Pedal to the Metal
10/15/2010 3:09 pm EST
There’s been some movement this week in simplifying the complicated balance sheet of Fortescue Metals Group (OTC: FSUMY), the third largest iron ore mining company in Australia.
The company’s stock climbed 7.8% on October 11 after Fortescue announced that it had signed a $2.04-billion loan agreement to expand its mining operations. The loan from JPMorgan Chase (NYSE: JPM) and Royal Bank of Scotland Group (NYSE: RBS) matures in 2015 with an initial interest rate of 7.5% linked to LIBOR (London Interbank Offered Rate).
The bank loan replaces senior notes issued in August 2006 to fund Fortescue’s initial mine and the construction of a port and railroad. Those notes will be paid off at a $605-million premium.

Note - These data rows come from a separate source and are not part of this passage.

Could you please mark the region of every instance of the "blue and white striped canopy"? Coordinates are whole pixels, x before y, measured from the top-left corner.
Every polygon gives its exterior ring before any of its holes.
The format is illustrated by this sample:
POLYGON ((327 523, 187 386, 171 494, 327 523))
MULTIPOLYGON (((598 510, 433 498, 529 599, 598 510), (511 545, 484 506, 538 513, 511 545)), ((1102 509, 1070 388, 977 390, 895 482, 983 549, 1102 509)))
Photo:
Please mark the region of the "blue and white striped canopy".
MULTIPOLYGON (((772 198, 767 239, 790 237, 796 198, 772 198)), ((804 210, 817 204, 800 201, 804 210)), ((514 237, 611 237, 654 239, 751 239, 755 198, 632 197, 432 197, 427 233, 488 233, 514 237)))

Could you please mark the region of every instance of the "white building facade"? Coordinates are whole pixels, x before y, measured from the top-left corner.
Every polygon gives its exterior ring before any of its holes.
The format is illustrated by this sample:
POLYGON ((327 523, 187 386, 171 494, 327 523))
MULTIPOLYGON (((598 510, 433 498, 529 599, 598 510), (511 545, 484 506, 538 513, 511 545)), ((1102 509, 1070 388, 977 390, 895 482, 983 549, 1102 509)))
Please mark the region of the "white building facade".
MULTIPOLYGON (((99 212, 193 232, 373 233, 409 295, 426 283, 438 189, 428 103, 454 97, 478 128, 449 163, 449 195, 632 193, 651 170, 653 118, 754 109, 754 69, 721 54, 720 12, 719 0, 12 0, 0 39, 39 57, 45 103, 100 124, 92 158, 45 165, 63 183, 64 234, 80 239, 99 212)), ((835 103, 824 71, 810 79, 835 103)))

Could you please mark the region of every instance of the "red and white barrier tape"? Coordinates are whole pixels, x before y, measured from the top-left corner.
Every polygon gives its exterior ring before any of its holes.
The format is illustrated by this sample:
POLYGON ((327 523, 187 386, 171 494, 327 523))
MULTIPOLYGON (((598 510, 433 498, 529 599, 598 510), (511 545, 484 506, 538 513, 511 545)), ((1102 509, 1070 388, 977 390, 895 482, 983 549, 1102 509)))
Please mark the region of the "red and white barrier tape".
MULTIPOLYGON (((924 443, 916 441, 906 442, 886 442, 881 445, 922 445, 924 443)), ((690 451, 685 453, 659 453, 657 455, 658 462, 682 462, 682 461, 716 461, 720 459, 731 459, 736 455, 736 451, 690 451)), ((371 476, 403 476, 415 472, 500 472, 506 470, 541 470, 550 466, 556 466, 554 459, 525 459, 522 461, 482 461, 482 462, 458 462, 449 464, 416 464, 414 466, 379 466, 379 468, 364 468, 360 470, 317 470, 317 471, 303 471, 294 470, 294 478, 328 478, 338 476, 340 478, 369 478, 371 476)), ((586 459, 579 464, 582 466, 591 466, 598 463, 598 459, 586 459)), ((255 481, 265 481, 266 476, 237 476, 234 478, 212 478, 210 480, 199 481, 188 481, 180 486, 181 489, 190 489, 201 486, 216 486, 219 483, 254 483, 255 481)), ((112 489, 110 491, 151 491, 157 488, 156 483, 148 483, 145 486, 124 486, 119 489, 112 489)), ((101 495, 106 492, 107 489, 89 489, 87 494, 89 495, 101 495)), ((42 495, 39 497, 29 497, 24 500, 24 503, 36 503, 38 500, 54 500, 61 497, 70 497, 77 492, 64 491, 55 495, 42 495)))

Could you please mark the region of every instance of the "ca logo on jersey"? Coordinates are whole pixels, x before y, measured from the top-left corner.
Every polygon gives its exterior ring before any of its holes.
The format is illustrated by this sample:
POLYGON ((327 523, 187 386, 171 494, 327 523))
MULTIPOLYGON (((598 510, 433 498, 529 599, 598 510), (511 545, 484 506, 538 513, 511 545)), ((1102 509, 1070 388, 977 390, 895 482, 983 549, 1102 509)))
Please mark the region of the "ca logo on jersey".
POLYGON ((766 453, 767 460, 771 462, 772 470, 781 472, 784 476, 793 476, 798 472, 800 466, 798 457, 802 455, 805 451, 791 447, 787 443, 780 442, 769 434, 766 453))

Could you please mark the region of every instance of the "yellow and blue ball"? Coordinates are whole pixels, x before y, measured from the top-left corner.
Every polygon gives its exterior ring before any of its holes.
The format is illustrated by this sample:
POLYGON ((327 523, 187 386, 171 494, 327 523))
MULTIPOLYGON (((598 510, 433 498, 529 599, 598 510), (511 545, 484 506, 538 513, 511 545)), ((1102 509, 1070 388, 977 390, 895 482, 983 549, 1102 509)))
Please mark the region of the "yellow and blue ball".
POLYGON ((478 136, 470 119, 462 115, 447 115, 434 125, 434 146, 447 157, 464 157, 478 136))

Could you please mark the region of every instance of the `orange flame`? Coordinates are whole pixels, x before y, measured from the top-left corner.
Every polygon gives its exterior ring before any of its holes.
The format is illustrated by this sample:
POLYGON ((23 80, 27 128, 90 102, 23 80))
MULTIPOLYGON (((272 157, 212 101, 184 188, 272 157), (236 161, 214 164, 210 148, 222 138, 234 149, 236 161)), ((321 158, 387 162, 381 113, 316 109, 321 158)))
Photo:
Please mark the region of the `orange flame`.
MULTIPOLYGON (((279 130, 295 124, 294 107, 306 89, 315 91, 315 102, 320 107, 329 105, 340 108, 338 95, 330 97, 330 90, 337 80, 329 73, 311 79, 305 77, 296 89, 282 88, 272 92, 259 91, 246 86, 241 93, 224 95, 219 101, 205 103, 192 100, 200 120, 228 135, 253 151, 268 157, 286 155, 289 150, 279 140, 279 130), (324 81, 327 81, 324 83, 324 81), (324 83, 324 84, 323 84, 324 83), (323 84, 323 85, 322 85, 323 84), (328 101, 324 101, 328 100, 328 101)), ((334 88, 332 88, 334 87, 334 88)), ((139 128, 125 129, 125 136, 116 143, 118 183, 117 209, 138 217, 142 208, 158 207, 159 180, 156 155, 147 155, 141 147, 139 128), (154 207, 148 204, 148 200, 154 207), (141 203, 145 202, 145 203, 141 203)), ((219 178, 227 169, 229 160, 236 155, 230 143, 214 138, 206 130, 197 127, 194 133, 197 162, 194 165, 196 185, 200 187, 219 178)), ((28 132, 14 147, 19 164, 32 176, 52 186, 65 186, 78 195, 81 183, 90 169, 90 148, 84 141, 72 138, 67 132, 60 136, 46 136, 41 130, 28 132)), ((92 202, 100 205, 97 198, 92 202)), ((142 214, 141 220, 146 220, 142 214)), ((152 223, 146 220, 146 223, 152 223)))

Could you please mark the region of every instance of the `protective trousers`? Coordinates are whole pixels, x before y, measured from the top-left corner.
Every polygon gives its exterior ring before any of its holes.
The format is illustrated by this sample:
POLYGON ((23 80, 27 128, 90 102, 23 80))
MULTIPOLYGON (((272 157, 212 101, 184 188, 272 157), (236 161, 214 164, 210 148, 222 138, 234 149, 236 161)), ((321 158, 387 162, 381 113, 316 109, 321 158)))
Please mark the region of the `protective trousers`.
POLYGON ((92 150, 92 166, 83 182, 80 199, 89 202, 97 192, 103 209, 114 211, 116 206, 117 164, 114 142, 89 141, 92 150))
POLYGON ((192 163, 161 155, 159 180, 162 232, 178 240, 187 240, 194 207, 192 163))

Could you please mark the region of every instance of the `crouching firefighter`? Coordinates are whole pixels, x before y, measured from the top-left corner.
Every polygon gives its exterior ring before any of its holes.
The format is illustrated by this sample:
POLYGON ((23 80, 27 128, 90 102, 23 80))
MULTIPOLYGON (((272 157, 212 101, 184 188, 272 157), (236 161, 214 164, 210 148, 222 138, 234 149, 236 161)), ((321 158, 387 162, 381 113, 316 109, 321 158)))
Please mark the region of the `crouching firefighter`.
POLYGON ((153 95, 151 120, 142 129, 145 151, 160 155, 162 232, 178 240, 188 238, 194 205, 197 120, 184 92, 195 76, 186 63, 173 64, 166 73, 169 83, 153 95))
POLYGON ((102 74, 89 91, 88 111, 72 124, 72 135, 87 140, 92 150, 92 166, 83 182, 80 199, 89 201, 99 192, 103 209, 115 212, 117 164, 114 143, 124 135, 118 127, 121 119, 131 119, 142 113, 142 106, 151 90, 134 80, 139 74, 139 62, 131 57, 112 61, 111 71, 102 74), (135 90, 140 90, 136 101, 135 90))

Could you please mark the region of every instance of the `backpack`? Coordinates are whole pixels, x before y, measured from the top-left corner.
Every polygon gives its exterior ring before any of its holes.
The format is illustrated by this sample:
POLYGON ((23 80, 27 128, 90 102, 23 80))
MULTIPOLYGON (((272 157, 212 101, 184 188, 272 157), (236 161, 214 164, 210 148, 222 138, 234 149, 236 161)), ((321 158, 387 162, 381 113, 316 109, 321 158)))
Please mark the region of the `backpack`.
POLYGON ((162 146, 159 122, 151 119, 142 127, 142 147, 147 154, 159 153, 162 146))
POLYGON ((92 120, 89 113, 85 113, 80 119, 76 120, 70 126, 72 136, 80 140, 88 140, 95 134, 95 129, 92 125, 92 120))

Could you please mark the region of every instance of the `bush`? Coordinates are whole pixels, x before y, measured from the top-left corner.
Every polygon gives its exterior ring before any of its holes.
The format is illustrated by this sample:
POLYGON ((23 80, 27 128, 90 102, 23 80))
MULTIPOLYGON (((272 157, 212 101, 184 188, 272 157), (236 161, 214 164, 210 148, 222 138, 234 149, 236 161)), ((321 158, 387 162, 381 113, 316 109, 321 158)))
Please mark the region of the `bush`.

The money will let Fortescue expand its Solomon and Western Hub projects more quickly, the company said. Fortescue’s goal is to expand annual production to 155 million metric tons by fiscal 2014, up from 40 million tons currently.
Also on October 11, Fitch Ratings gave Fortescue a BB+ credit rating. That’s Fitch’s highest non-investment-grade rating.
This deal may—and it’s always wise to say “may” with Fortescue—help resolve the company’s nasty dispute with its third-largest investor, Leucadia National (NYSE: LUK).
Fortescue borrowed $100 million from Leucadia back in 2006. That subordinated debt gave Leucadia interest equivalent to 4% of sales, after government royalty payments, of iron ore produced from part of the company’s mines through 2019.
But the terms of the senior debt that this bank financing replaced had constrained Fortescue’s ability to expand (and pay Leucadia), and the terms of Leucadia’s note have limited Fortescue’s ability to raise more capital.
On September 1, Leucadia sued to prevent Fortescue from raising more subordinated debt that could reduce the payments that Leucadia receives. Leucadia said it “Never would agree” to any dilution of its interest, and sought an injunction restraining Fortescue from issuing further notes.
Fortescue’s bank loans may not violate the terms of its subordinated debt with Leucadia, because the Leucadia note might be limited to the Chichester Hub mines of Cloud Break and Christmas Creek. At least that is what Fortescue has argued.
But Fortescue, according to news stories out of Australia, is said to be considering raising as much as $6 billion to fund the further expansion of the Solomon mine (the subject of Thursday’s bank loans) and the Chichester projects. The $6 billion would allow Fortescue to develop both projects simultaneously, according to the company.
Next week, Fortescue is set to begin marketing a $2-billion bond offering in the United States and Europe, The Wall Street Journal reported on October 14. JPMorgan and RBS are reportedly managing the offering.
That news of a $2-billion bond offering makes sense—interest rates on corporate debt are really low, and JPM and RBS are the banks that just finished lending $2.04 billion to Fortescue.
But at this point, I can’t tell whether the company—which was cash-constrained to the point of near-starvation during the global financial crisis—really has any sources lined up for the rest of the $6 billion, or whether the announcement is part of some negotiating tactic with Leucadia, or, most likely, both.
What does seem clear, though, is that the days when Fortescue had lots of iron ore in the ground and no way to pay for mining it are over—at least until the next global or company-induced crisis.
The company is run by a wild and wooly management team headed by chief executive officer Andrew Forrest that has previously talked up financing deals and prospects that were a mite less certain than they seemed.
Add that to the stock’s reputation as a speculative delight for traders, and this one will take you on a ride that is wilder than many investors can stomach. (The US ADR FSUMY has an average daily volume of just 1,400 units. The over-the-counter-traded shares FSUMF exchange just 34,783 shares per day, on average.)
You need discipline to make money on this one, because the swings are enough to drive many investors to buy high—like now, when almost everything seems rosy—and sell low, when nothing but disaster seems to loom.
Buy this one when everybody hates it, and in the long run I think you’ll do well. The stock is a member of my long-term (five years or longer holding period) Jubak Picks 50 portfolio.
I wouldn’t buy at the moment—too many people love it. The shares are up 40% since September 1.
Full disclosure: I don’t own shares of any company mentioned in this post in my personal portfolio.